Ummm no in the last thread calling her a stupid aggorant little girl was really rich (even tho it's true) is no way for a mod to act because when other people say stuff like that they get called out on I know not all do that but it is some. And yes that's why I read them to but making fun of her just because she's only 13 and made a mistake is hardly a way to handle things and aren't
You suppose to be the adults(well some of you) but here you are laughing and making fun if her! All of you should be ashamed just cause she didn't know something!!


----------



## JustDressageIt

I, for one, will gladly be ashamed if she changes her tune.


----------



## 1dog3cats17rodents

These mods are terrific. They are kind, insightful, and don't discriminate.

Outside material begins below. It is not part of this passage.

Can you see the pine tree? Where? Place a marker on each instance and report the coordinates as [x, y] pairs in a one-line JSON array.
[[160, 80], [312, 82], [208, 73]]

I have left SO many forums because the mods run the forum. You don't agree with them and you are bashed openly by anyone and everyone. Defending those people gets you banned. The "mod squad's" friends can do anything, everyone else is treated like crap.


----------



## morganshow11

Why is everyone atacking me? just b/c you can? And no jillyann, my mom wrote that message to you, not me. ANd yes she monitors what i say on here. If you say stuff mean to me, she will tell me to be mean back so ya


----------



## Sunny06

^ Going back to the old Hammurabi code, eh?

**psst** 

Retaliation isn't the key.


----------



## morganshow11

What????^


----------



## Iluvjunior

Exactly if they spend this much time on here replying and replyingand replying to your threads then they have nothing better else to do


----------



## morganshow11

Haah and this isnt even my thread, and they are atakking me


----------



## Iluvjunior

But remember if you don't get lessons I can't keep standing up for you cause honestly there right and I don't agree with that video but I don't like seeing anyone attacked I don't care what they've done no one deserves to be made fun of just because they made a mistake or don't know something


----------



## morganshow11

Yeah^^. Exactly!


----------



## morganshow11

Iluvjunior said:


> Ummm no in the last thread *calling her a stupid aggorant little girl was really rich (even tho it's true)* is no way for a mod to act because when other people say stuff like that they get called out on I know not all do that but it is some. And yes that's why I read them to but making fun of her just because she's only 13 and made a mistake is hardly a way to handle things and aren't
> You suppose to be the adults(well some of you) but here you are laughing and making fun if her! All of you should be ashamed just cause she didn't know something!!


Are you calling me a stupid aggnorant little girl?


----------



## Iluvjunior

not aggorant or little but it was stupid to pull on his mouth like that


----------



## morganshow11

Yes i know! I didnt relize that i was!


----------



## lovemyponies

morganshow don't you get it???????
we all want the best for you and your horses and you would rather be a little immature brat ..
wouldn't you rather become a real horse person and love your horse w/o hurting him and putting yourself in danger??
WHY ALL THE GAMES???
I wish you would sell Rowdy, I would make sure a rescue came and got him asap


----------



## lovemyponies

morganshow11 said:


> Yes i know! I didnt relize that i was!


 
UMMMM after countless videos you had no idea you were hauling on his mouth?????
then you need to give him up NOW, you have no business having a horse


----------



## Iluvjunior

No don't you tell her that she just needs to be taught don't you tell her to sell him she needs to be taught you can tell in their pictures that he loves her or he would of already thrown her! And see would you people stop attacking her she really dosent need to be yelled at by everyone on here! The peope who need to yell at her are her parents the only person on here who actually knows her is her brother! So cut it out!


----------



## morganshow11

Just if everyone could see ow much he ACTAULLY does love me. I teahc him tricks, and just groom for countless hours, and jus go on walks done the rode with him(not on him just leading him)


----------



## Sunny06

morganshow11 said:


> What????^


Ancient law enacted by the 6th Babylonian king, Hammurabi. An 'eye for an eye' was his law meaning, if you do something to me I shall retaliate and do the same back. 

Example:

I smack you, you smack me back. That is retaliation. In this instance, I was referring to you mother's beleif of 'If they are 'mean' to you, be mean back'. 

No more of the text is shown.